No, I don't think so. If you look at Explorer, it is actually creating
the correct files.
The problem is something between python and the operating system.

Again I ask, what does this return:

python -c 'import sys; print sys.getfilesystemencoding()'

I'm guessing it might be (incorrectly) returning your russian encoding,
rather than returning MBCS.

...

> I have hypothesis that FAT32 cannot distinct between filenames that
> cannot be represented in current coding page. I suppose that John works
> in latin-1 codepage so for him this files are differ. But on russian
> (cyrillic) machine this filenames is not representable in cp1251 so
> windows choose most similar character -- and this character is simple
> ascii 'a' (as you can see in output of os.listdir('.').

If it was a FAT32 issue, then Explorer couldn't show you the correct
filenames. Because it couldn't physically represent them on disk.

Obviously it has a way to store the exact filename in the filesystem.
There is just an issue with how python is using the win32 apis (or maybe
it is the win32 apis themselves that are at fault)

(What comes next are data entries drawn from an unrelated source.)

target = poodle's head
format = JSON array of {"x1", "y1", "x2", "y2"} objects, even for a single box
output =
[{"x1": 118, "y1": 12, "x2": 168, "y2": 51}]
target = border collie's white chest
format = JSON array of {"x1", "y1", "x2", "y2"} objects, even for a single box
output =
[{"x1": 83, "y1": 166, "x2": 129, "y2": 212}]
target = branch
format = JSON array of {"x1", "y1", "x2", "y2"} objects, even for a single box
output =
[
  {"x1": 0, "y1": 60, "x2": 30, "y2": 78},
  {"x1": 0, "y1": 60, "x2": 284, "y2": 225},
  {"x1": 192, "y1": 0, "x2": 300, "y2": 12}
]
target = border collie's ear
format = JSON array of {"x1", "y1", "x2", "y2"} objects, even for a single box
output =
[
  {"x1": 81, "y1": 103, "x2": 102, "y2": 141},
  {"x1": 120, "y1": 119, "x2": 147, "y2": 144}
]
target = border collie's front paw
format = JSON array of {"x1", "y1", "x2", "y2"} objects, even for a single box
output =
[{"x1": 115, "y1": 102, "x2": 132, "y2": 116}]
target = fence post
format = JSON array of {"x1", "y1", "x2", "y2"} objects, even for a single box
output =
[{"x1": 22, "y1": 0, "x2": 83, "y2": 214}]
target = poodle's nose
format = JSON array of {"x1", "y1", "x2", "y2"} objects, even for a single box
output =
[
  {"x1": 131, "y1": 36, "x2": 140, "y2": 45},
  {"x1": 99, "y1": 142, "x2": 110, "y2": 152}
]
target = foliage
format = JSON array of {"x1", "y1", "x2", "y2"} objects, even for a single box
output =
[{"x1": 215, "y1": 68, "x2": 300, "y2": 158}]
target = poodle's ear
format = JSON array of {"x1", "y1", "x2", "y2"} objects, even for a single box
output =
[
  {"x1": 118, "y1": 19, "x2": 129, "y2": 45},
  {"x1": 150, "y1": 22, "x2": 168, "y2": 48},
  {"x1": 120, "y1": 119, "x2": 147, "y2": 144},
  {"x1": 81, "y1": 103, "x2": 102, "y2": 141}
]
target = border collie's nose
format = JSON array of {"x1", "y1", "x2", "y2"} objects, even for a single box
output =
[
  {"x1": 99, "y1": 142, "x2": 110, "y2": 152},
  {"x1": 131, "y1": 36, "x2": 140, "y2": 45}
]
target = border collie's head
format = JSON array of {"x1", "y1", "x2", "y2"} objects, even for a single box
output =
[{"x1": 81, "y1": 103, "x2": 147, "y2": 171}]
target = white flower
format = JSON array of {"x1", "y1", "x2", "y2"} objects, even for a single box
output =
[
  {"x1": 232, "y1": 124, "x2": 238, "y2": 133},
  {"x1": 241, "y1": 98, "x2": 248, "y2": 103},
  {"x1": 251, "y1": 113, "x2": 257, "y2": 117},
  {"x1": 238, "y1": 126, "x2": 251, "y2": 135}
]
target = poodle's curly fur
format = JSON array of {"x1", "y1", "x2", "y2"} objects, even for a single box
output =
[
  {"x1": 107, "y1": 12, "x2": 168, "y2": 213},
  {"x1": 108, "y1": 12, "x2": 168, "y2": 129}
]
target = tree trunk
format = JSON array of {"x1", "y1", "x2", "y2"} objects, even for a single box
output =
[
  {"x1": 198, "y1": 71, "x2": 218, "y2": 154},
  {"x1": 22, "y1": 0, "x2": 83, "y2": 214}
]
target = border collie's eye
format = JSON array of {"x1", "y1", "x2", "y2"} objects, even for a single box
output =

We can try to track down where the bug lies, but I really don't think it
is an explicit FAT32 issue.
If FAT32 couldn't handle the character, then it would be munged, and
explorer wouldn't show the correct characters.
FAT32 can store the right characters, this seems more like a
'case-insensitive' issue, where \xe5 is considered the same character,
but in a different case than \xe4.

That actually makes the most sense to me. That we are running into a bug
with how win32 handles case sensitivity when you are using characters
that are not in your locale. Or maybe it is just the russian locale that
has weird settings for what characters match when ignoring case.